# Din



## Inglip

I know 'din' to mean also, and too, for example

Kumkaain na ako din - I am also eating now.

But, in this sentence my friend told me that it has another meaning, it is paired with ngayon to mean 'at once' and expresses urgency. 

Kailangan mong umahon ngayon din papunta sa lupa upang kumuha ng puso ng  saging - ang tanging prutas na makakapagpagaling sa kanya. 

Now I am confused by the eact meaning of 'din'. What does it mean? And also, does 'din' only change it's meaning when following ngayon, or does it mean other things as well with different words?


----------



## Goddess Mystyxx

Inglip said:


> I know 'din' to mean also, and too, for example
> 
> Kumkaain na ako din - I am also eating now.
> 
> But, in this sentence my friend told me that it has another meaning, it is paired with ngayon to mean 'at once' and expresses urgency.
> 
> *Kailangan mong umahon ngayon din* papunta sa lupa upang kumuha ng puso ng saging - ang tanging prutas na makakapagpagaling sa kanya.


 
*Kailangan mong umahon ngayon din* = _You need to get up_ *right now / right away*

that's the most closest meaning to 'din'. 

Cheers


----------



## Inglip

Thanks 

Why does it mean at once with ngayon? but in other sentences mean also or too?

Is ngayon the only word it goes with to express urgency? What does it add to this sentence?


----------



## niernier

I believe there's no logical answer to that. It's just the way Filipinos express urgent command.

Here is another example of using din to express the idea of something that has to be done first thing in the morning.

*Bukas na bukas din* = (lit.) tomorrow right away

Example sentence:
Tapusin mo yang project bukas na bukas din. = Finish the project first thing in the morning.


----------



## Inglip

So it means both 'also/too' and 'at once'? 

Kumakain din ako ngayon - I will also eat now.
Kumakain ako ngayon din - I will eat at once

Is that right?


----------



## niernier

*Ngayon din *is usually used in the imperative mood, when expressing direct commands or request. I don't know if it's just me but I'm not really comfortable issuing a command with a ngayon din. It conveys a sense of pressing importance and the tone of voice is somewhat demanding. What I mean is, you can tone down the voice by using *kaagad(*immediately)instead of ngayon din. 
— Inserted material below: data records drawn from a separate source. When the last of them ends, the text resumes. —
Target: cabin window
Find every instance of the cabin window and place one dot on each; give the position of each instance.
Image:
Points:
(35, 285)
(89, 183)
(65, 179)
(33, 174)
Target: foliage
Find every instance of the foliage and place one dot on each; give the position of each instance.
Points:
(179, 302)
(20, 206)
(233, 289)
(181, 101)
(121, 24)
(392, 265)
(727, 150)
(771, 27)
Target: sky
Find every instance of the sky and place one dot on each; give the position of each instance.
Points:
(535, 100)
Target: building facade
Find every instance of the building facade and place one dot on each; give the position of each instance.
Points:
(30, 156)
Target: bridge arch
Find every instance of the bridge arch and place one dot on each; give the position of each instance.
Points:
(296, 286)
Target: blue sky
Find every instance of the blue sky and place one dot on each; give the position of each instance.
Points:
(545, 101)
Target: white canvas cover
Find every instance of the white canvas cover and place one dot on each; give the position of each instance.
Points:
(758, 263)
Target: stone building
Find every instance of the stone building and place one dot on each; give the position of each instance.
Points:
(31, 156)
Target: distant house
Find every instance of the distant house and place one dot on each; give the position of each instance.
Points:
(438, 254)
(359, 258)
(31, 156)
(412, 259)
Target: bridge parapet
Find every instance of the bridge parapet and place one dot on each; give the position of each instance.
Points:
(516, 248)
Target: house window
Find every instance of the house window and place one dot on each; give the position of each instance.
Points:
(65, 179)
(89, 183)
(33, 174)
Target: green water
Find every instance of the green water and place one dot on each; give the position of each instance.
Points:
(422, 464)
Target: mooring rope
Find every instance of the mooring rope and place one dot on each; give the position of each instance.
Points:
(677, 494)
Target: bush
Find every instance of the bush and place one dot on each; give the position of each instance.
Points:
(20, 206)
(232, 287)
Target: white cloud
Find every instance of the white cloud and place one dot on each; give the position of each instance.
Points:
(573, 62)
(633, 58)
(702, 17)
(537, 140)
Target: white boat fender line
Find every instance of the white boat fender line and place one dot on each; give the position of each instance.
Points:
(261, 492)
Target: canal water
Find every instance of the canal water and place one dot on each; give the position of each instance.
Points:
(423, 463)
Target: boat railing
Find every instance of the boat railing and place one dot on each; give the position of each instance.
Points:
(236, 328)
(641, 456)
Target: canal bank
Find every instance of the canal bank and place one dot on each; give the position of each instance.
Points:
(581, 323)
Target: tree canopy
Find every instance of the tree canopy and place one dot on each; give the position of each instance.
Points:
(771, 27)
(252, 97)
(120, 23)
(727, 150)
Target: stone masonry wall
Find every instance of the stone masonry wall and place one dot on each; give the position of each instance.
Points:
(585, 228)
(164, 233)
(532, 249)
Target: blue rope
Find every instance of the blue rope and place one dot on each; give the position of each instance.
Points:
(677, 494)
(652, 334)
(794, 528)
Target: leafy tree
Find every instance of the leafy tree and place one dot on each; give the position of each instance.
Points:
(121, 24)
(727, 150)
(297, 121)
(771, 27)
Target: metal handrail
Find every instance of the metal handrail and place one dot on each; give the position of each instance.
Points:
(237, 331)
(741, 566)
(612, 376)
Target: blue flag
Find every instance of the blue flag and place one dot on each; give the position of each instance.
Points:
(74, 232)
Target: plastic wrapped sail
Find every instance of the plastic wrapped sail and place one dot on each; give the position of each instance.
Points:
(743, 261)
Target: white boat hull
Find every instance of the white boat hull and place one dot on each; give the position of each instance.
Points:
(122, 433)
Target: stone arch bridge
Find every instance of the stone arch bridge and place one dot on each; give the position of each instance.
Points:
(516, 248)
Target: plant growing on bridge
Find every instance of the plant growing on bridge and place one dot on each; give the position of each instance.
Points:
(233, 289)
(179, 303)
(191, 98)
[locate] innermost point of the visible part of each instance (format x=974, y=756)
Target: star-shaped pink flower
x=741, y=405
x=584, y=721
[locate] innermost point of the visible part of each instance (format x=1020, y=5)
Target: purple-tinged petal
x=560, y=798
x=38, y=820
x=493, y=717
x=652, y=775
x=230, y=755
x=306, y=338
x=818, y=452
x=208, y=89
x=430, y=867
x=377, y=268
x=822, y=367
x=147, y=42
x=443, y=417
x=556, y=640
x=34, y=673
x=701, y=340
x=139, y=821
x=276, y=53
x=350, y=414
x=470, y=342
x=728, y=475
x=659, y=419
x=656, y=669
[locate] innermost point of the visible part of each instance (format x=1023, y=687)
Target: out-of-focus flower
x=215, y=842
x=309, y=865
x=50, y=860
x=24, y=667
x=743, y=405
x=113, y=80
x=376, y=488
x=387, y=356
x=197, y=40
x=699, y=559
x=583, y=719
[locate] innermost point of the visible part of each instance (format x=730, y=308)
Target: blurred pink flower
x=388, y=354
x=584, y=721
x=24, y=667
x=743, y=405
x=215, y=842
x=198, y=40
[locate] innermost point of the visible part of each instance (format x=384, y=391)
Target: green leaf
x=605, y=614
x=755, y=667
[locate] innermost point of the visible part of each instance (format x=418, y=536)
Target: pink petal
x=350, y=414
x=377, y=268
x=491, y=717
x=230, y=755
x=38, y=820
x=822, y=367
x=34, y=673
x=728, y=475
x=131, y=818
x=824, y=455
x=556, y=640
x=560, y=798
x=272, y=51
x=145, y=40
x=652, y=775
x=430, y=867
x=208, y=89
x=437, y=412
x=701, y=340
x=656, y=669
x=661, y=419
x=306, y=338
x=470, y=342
In your example, ngayon din was used in an statement giving an advice rather than a direct command, so it sounds okay. But if you will be using it to issue a request or command , I suggest you use kaagad instead if you want a sense of immediacy.



Inglip said:


> So it means both 'also/too' and 'at once'?
> 
> Kumakain din ako ngayon - I am also eating right now.
> Kakain na rin ako - I will also eat now.
> Kumakain ako ngayon din Kakain na ako - I will eat at once.
> 
> Is that right?


----------



## Inglip

Thanks so much!!


----------



## mataripis

1.)  same to you= gayon din sa iyo 2.) i am eating too while we are walking= kumakain din ako habang naglalakad kami.      3.) you need to go know in order to get the important things we need and also get informations what are the recent events and news in our community.(in this case "din" is "also"  )  Kailangan mo nang lumakad ngayon upang makakuha ng mga bagay na kailangan natin at gayon din naman upang makabalita kung ano na ang kasalukuyang kaganapan sa ating lipunan.


----------